Because depolarization of the heart causes contraction of the heart muscles, an EKG provides an indirect indication of heart muscle contraction. Without external stimulation, the cardiac cells will depolarize. Automaticity, or autorhythmicity, is a feature of heart muscle tissue.
The isoelectric phase (ST-segment) that follows the QRS and ends at the start of the T wave is when both ventricles are depolarized. This section corresponds closely to the plateau period of ventricular action potentials.
The P wave indicates atrial depolarization, the QRS complex reflects ventricular depolarization, and the T wave reflects ventricular repolarization, as seen in Figure 6.10. Because it overlaps with the much bigger QRS complex, atrial repolarization cannot typically be distinguished from the ECG.
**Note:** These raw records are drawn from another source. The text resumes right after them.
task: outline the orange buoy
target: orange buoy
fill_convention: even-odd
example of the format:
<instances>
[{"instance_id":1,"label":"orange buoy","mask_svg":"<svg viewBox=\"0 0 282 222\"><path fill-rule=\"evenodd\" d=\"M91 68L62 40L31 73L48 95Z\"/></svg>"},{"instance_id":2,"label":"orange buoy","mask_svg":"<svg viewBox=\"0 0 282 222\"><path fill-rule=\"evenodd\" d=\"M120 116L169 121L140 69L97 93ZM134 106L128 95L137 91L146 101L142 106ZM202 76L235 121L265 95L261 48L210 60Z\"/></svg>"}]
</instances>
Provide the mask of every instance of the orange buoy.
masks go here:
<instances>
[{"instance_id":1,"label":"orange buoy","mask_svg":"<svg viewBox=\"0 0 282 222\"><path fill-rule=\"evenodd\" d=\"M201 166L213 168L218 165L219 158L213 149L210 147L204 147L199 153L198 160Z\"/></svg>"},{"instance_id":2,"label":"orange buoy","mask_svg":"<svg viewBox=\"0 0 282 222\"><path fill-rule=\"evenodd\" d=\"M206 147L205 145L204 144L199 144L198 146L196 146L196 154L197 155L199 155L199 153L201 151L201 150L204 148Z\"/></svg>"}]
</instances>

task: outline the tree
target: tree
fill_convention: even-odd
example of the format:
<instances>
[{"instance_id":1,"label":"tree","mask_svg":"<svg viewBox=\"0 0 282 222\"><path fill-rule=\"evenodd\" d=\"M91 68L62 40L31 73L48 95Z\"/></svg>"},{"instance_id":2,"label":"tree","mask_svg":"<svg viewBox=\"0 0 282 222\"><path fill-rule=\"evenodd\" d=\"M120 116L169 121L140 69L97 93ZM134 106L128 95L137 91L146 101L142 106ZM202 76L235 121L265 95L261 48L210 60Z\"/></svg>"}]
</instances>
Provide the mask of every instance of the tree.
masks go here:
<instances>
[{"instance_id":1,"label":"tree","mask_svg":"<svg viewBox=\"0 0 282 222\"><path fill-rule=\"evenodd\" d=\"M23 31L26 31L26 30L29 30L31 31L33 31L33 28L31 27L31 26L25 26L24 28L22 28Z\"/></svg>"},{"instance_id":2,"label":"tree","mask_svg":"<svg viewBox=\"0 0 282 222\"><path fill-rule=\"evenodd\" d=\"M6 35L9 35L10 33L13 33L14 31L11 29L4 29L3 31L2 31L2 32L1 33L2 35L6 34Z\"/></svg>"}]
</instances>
When at rest, heart muscle cells are polarized. On the skin surface, depolarization and repolarization of the whole heart may be monitored. An ECG is a kind of measurement. The contraction of the cardiac muscles occurs as the heart depolarizes. Without external stimulation, the cardiac cells will depolarize. Automaticity, or autorhythmicity, is a feature of heart muscle tissue. The cells that originate and spread the contract signal are part of the heart's conducting system, a network of specialized cardiac muscle cells that generate and distribute electrical impulses.